Ashish Sukhadia, global polyethylene applications manager, at our Bartlesville R&T Center was reading through requests for plastic products in an email from the Plastics Industry Association when he came across a call for 100,000 half-gallon HDPE bottles. With a drive to make a difference and confidence in the Bartlesville team, Ashish immediately suggested that CPChem take on this project. The same day, he received full approval to donate the bottles and all labor required to make them.

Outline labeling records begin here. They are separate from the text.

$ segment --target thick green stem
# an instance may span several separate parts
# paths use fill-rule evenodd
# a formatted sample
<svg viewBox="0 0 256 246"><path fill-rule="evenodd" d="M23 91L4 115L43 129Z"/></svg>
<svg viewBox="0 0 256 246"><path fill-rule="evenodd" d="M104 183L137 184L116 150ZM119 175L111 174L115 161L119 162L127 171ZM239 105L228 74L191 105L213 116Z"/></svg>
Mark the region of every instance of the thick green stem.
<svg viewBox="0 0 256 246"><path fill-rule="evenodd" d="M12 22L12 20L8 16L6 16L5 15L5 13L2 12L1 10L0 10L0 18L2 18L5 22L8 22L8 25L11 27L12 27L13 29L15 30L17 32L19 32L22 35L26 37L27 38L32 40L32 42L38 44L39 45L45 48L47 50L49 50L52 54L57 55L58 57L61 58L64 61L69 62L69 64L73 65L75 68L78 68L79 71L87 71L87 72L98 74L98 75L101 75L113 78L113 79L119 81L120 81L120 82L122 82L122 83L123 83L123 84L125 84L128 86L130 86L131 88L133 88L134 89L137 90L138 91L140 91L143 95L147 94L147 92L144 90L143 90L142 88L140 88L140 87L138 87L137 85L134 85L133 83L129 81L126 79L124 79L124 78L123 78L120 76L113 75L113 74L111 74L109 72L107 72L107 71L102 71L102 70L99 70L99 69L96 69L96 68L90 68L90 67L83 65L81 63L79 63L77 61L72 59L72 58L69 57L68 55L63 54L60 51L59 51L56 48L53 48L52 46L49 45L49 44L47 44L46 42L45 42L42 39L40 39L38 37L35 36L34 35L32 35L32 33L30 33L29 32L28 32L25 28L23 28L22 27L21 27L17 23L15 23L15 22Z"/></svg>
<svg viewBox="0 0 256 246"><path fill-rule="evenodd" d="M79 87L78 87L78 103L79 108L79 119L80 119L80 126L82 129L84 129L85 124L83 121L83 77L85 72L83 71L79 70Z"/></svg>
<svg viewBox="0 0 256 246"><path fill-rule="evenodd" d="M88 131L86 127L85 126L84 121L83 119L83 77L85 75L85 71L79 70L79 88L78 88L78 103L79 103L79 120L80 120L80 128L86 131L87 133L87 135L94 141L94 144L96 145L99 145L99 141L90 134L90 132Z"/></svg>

As project planning began, Ashish told his team, “If we provide these 100,000 bottles (that will be) filled with sanitizer, and they go all over the country and if those hand sanitizers with our produced bottles save even one life, it would be more than worth the effort.”
Before the first bottle was made, Ashish and his team at the Plastics Technical Center (PTC) had to navigate a host of issues. CPChem’s COVID-19 guidelines meant that the team would be working with limited staff. Additionally, the Bartlesville location is a research center and not a manufacturing facility. Despite all challenges, the PTC group remained dedicated and developed a plan to produce the bottles within a two-week window. To hit their target, 10,000 bottles needed to be completed during each of the 10 working days. On Day 2, an unfortunate break down of equipment halted production completely.
Showing an impressive commitment to reaching their goal, the crew quickly resolved the problem and resumed making bottles within 48 hours, even volunteering to work through Saturday to make up for lost time. By Friday morning of the second week, the project had wrapped up slightly ahead of schedule, with a total donation of more than 100,000 HDPE bottles.
When asked how it felt to have completed this significant project, Sukhadia said, “It’s a sense of pride that the company, and the management and the people who have been doing this hard work for 10- and 11-hour days for the last two weeks were able to pull it off.”
CPChem is grateful for the substantial efforts of employees at the Bartlesville R&T Center and for finding yet another way for CPChem to make a positive difference near and far.